今、キシダ首相とその後継者のもとでは、貧乏人は麦さえ食えなくなる。

2.オートミール

 少し前にちょっとした流行があり、そのとき買った使い残りが戸棚の中にあるご家庭もあるかもしれません。
 牛乳で煮てミルク粥にしたり、ドリアやグラタンにしたりといった洋風の食べ方がよく知られているものの、和風の食べ方もできます。今回紹介するのはオートミールの雑炊(おじや)。鍋の残り汁や、適当な材料(フライドチキンや焼き魚の残った骨なども使えます)で取ったダシ汁にあり合わせの具を入れ、煮立ったところでオートミールを加えて少し煮込めば出来上がり。生米に比べ煮えるのが早いため、汁だけあってご飯がない時に手早く作れるインスタント食品的な使い方もできます。
 麦飯より多少高くつくのが難点とはいえ、業務用食材を置いている店などに行けば幾分割安で買うことができます。少なくとも転売屋から高く米を買うよりは安上がりでしょう。

3.栗おこわ

 スーパーの米売り場を見ると、麦のほかもち米も売れ残っているのを目にします。これを使っておこわなどもできます。秋ということで、栗を入れた栗おこわなどいかがでしょう。もちろん栗以外の材料で作っても構いません。レシピについてはネット上に情報がたくさんありますのでそちらを参考にして下さい。
 栗はお店で買う以外に身の回りにも意外な場所に木があったりしますので、そこで拾ってきた実を使うという方法もあります。近い将来、そうした自力での食料集めが必要な時代が来るかもしれません。普段からチェックしておくようにしましょう。ただ、そうした野生の実には虫がついていることも多いため、皮をむく時に虫食い部分も取り除くようにします。多少不格好になるものの、自分で食べるには特に支障はありません。

4.炊き込みご飯

 いよいよ米が全く手に入らなくなれば、サツマイモやカボチャといったデンプン質の野菜を細かく切ってわずかの米や麦、さらに身の回りに生えている食べられる野草と一緒に炊けば、江戸時代や戦中・戦後にも食べられていたような代用ご飯の出来上がりです。サツマイモやカボチャは初心者でも比較的簡単に育てられる上に得られるカロリーも多いため、どうせなら将来の食糧不足に備えて来年からでも庭やベランダでの栽培を検討されてはどうかと思います。
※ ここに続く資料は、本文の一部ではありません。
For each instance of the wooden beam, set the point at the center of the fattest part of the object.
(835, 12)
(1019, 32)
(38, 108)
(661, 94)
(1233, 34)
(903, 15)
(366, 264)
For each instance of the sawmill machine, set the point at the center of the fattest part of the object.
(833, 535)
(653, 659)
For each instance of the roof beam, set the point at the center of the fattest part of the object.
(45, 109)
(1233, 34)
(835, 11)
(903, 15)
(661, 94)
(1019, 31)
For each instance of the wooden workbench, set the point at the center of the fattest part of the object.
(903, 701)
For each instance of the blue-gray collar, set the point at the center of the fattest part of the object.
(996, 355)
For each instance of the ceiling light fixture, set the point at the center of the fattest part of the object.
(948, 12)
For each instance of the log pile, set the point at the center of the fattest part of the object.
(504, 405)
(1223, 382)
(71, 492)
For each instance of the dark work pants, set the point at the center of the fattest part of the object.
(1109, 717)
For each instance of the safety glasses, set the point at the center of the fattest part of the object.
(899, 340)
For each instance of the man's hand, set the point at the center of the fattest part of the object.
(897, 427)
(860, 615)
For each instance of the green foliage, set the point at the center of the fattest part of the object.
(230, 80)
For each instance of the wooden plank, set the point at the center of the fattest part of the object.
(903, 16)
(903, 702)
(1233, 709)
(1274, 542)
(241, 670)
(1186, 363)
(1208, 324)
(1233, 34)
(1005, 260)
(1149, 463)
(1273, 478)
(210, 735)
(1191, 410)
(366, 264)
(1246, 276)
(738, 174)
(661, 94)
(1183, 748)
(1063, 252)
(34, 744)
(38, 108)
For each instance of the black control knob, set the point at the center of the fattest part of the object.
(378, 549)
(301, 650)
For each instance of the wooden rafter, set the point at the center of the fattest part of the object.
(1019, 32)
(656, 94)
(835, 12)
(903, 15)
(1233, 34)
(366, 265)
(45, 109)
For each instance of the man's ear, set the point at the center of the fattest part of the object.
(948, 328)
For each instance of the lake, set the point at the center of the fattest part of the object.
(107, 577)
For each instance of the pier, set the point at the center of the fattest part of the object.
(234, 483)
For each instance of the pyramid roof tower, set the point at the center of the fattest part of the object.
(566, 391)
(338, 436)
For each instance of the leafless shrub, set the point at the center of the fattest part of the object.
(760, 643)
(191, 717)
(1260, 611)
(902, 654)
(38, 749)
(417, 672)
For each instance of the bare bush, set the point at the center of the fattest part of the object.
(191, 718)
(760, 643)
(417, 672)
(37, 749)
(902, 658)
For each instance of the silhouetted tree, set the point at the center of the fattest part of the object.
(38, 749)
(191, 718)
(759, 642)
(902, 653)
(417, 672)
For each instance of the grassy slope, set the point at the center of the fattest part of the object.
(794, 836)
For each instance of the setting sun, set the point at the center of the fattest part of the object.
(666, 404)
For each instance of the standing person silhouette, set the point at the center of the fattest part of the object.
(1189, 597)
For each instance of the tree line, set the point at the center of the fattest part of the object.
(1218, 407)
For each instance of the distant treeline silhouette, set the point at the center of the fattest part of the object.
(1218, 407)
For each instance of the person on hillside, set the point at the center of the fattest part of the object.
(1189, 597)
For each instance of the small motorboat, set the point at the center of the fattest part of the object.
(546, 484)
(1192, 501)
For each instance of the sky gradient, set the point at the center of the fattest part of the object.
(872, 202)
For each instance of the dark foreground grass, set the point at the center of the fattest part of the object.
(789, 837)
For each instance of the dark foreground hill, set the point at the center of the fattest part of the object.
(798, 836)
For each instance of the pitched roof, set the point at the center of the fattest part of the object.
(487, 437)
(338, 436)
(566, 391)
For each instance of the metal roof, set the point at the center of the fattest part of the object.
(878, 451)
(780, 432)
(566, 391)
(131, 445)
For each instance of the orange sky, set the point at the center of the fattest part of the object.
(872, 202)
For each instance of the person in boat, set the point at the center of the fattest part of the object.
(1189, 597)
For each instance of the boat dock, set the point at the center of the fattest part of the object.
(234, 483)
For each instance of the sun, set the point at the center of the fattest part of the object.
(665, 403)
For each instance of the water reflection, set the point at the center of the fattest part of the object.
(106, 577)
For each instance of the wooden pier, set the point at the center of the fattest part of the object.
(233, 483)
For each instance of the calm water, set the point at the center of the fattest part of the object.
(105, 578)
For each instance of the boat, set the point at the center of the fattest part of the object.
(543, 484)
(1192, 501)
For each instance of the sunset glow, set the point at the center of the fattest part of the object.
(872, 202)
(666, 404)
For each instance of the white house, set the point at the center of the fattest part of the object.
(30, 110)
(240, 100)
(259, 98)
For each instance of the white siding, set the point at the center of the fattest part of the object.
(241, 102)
問:日本で近い将来流行しそうな昭和レトロは何でしょうか。
答:食生活における戦中・戦後レトロです。

 折しも自民党の総裁選がメディアを賑わせています。候補者の顔ぶれを見る限り誰が選ばれてもロクなことにはならないと個人的には感じるのですが、結局はいつものように御用メディアを中心としたマスコミが新総裁の「ファッションセンス」「好きな食べ物」といったどうでもいい話題や「すばらしい人柄」についての安っぽい美談を朝から晩まで流し続け、いつものように有権者の皆さんがそれに乗せられて新内閣の支持率が爆上がりしたところで解散・総選挙が行われ、いつものように現在の政権が圧勝して何の代わり映えもない体制が今後も続く、という結果に終わりそうです。

同じ手口で二回騙せた相手は、そのあと何十回でも同じように騙せる。

~ある詐欺師の金言~

 つまり、今後も米不足や食料の高騰に対する有効な施策は期待できないということです。今回のような単なる需給の問題ではなく、猛暑や台風被害(注)、戦争などの影響で、需要を満たすだけの米、さらに食料そのものが本当に確保できなくなったとしても、やはり今回同様に「我が国に問題など存在しない」「不安や不満を持つな」という旧ソ連や北朝鮮のような報道がタレ流され続けるだけなのでしょう。

注:地球温暖化でそうした事態が起こる危険性が高まっているにもかかわらず、現政権の岩盤支持層であるタカ派保守界隈では、未だにCO2による地球温暖化そのものを否定するような主張が堂々とまかり通っているのが現状です。

 せめて本放送を見ていただいている皆さんには、そうした時代に流されない知恵を付けることで来るべき時代を生き延びてほしいと思います。本放送がその助けとなれば幸いです。
 以上、エレバン放送第37日本支局からお送りしました。